Pero no se trata de una versión solipsista del silencio: de hecho, uno de los proyectos que pergeña en ese desplazamiento es “Inakayal vuelve”, una performance en la cual Hacher fue recorriendo, en sentido contrario, la ruta que fueron obligados a seguir en su desalojo y exterminio los integrantes del pueblo Mapuche-Tehuelche durante la así llamada Campaña del Desierto. Durante ese trayecto, Hacher fue interviniendo fotos de esos personajes desplazados con técnicas de bordado en telar que aprendió de tejedoras patagónicas que fue encontrando en el camino, y abriendo el juego hasta lograr que mucha otra gente local se sume a la práctica. El bordado, dice Hacher, puede hacer hablar a la memoria, puede ser una de las formas de la restitución.

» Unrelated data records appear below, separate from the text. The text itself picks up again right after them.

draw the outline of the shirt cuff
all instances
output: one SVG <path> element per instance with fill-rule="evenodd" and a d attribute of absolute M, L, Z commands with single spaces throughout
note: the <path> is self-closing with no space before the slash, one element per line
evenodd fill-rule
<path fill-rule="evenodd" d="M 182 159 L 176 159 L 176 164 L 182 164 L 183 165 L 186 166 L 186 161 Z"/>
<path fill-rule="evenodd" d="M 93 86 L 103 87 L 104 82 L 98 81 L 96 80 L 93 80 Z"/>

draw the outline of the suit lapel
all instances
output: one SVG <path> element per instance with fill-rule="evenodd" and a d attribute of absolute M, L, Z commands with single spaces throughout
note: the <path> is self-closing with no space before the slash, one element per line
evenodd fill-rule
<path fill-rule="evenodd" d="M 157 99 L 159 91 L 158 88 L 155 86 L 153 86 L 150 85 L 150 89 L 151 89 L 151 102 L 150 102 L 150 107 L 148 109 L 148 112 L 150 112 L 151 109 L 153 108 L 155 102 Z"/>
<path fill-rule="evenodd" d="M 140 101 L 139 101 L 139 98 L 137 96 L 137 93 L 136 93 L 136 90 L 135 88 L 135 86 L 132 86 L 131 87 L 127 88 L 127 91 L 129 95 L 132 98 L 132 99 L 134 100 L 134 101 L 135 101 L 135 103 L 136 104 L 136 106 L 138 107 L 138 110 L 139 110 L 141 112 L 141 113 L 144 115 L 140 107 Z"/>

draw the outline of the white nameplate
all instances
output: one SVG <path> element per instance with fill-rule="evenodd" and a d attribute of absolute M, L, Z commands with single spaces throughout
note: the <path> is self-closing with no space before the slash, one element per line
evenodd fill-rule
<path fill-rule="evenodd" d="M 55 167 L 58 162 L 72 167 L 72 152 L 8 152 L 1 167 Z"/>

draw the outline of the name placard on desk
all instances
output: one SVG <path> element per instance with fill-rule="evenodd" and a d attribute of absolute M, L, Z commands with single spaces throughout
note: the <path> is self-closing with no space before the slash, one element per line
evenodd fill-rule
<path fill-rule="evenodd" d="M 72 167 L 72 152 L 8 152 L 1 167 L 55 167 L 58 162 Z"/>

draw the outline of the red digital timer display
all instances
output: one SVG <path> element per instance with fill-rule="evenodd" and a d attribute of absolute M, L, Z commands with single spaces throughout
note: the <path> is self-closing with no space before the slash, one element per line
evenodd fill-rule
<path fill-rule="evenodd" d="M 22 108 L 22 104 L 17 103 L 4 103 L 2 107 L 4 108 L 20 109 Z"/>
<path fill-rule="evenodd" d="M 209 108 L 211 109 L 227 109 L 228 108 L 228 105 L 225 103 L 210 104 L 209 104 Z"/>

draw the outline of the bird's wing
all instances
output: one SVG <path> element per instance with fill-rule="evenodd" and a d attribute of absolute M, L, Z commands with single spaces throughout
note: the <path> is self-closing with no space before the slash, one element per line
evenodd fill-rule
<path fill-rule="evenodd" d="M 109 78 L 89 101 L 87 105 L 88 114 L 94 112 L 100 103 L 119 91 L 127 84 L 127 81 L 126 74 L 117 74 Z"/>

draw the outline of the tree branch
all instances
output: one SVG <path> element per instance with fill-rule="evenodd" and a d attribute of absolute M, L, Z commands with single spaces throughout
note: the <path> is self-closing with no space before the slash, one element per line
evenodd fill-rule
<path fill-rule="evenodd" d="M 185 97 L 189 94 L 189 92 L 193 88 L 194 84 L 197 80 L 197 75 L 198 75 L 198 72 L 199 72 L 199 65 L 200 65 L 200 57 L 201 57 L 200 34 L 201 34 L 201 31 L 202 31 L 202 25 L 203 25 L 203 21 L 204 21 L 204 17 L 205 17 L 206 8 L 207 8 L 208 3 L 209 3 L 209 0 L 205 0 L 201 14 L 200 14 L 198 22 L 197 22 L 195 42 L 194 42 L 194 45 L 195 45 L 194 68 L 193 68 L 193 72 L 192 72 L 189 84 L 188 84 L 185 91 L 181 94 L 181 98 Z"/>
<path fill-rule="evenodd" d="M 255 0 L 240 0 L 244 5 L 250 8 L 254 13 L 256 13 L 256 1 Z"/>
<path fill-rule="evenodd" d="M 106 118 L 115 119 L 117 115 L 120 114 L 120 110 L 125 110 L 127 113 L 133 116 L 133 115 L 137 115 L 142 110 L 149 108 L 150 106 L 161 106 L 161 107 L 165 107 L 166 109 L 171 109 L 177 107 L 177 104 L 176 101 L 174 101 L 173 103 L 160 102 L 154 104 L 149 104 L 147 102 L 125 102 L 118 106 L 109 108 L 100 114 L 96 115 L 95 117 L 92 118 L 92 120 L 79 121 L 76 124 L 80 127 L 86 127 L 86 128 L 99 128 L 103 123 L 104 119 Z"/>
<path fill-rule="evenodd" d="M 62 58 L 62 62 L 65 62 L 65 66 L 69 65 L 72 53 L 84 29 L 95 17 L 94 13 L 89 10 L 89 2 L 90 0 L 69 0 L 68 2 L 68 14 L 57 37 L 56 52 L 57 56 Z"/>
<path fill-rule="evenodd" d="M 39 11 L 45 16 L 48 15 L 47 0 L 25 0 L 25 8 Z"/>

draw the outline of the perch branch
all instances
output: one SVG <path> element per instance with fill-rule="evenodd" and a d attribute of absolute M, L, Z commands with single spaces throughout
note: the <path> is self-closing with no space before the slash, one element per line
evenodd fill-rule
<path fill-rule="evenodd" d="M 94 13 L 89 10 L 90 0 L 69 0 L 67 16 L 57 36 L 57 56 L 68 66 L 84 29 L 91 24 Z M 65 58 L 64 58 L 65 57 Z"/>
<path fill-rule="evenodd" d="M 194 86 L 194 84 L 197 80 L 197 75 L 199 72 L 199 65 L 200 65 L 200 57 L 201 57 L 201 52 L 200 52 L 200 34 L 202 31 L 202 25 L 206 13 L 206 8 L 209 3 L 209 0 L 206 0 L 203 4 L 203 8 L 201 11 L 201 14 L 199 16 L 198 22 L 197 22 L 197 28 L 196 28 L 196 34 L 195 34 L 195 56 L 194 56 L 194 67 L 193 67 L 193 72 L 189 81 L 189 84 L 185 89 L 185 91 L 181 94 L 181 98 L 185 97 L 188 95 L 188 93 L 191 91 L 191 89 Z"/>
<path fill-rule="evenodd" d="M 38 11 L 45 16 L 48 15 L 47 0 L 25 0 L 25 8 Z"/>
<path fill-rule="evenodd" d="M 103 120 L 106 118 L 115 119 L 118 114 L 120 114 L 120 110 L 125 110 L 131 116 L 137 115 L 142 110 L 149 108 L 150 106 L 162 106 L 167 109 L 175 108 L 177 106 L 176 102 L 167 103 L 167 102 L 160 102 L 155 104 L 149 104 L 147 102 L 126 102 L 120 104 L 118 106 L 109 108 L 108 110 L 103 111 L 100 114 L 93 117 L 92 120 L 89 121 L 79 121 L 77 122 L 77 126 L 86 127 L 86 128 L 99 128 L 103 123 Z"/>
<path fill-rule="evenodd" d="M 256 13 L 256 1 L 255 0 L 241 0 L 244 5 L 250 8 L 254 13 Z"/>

Y precisamente por eso, porque el bordado puede ser una forma de hacer hablar a la memoria y a la vez una forma del silencio, es a la vez también una paradoja, es decir algo que opera contra la doxa, que conspira contra el lugar común. ¿Y no es en gran parte eso, una conspiración contra los lugares comunes propulsados y subrayados desde los poderes, lo que buscamos cuando pensamos en fugas, en desplazamientos? No hace falta para lograrlo ni el aspaviento ni los padeceres de la fuga, parece decir Cicuta para los oídos, porque el ausentarnos de nosotros que estamos necesitando cada vez más urgentemente está en prácticas que en muchos casos tenemos muy cerca o, como en este caso, literalmente entre manos.